Updated: Nov 22, 2020

Many of us will be looking for something worthwhile to help occupy our time during lockdown and here is a suggestion, which you might want to consider.

The National Library of Scotland is a great website, not only for free maps of the UK but also for easily accessible and useful LiDAR imaging.

LiDAR is an acronym for Light Detection and Ranging and is a method for measuring distances (ranging) by illuminating the target with laser light and measuring the reflection with a sensor. Differences in laser return times and wavelengths can then be used to make digital 3-D representations of the target.

It is a great tool for armchair archaeologists, enabling us to see what's hidden in the landscape in much, but not yet all, of the UK.

Locally, it has revealed hitherto unseen evidence of Medieval agricultural practice in the parish of Norton Disney.

This image shows that the trees of Hill Holt Wood mask an earlier landscape of Ridge & Furrow ploughing, cut by later features. This was most probably the domain of the Disney family, from where the village of Norton Disney gained its suffix. Of Norman French descent the Disney's enjoyed success as farmers from the late 13th century until the 16th century. They and their serfs have left a lasting mark on the Lincolnshire landscape.
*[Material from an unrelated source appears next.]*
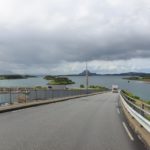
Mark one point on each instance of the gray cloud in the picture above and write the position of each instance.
(48, 33)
The second image (source: Luttrell Psalter) shows the kind of plough used in the Medieval period. Its fixed moldboard, which turned the soil only in one direction, was repeatedly used on narrow strips of land, thereby creating the corrugations.

As well as exploring your own parish from the comfort of home you can seek out well known sites throughout the country and see them from a different perspective, as the image of the Avebury Henge illustrates.

Fancy a go at finding forgotten features (don't you just love alliteration)? Here's how to get started.

Follow this link:

1. From the screen, which appears, look for 'Side by side viewer' on the right hand side.

2. Click on that and the side by side screens appear with a 'Help' screen superimposed (just close the 'Help' screen by clicking on its X).

3. On the right side of the screen from the drop down box 'select a map series' choose LIDAR 1M DTM.

4. Then, on the left side of the screen from the drop down box 'select a map series' choose a map you want to explore

5. Navigate and zoom in and out of the chosen map to wherever you want to go on the left hand side and on the right side a matching LiDAR image appears (if it is available)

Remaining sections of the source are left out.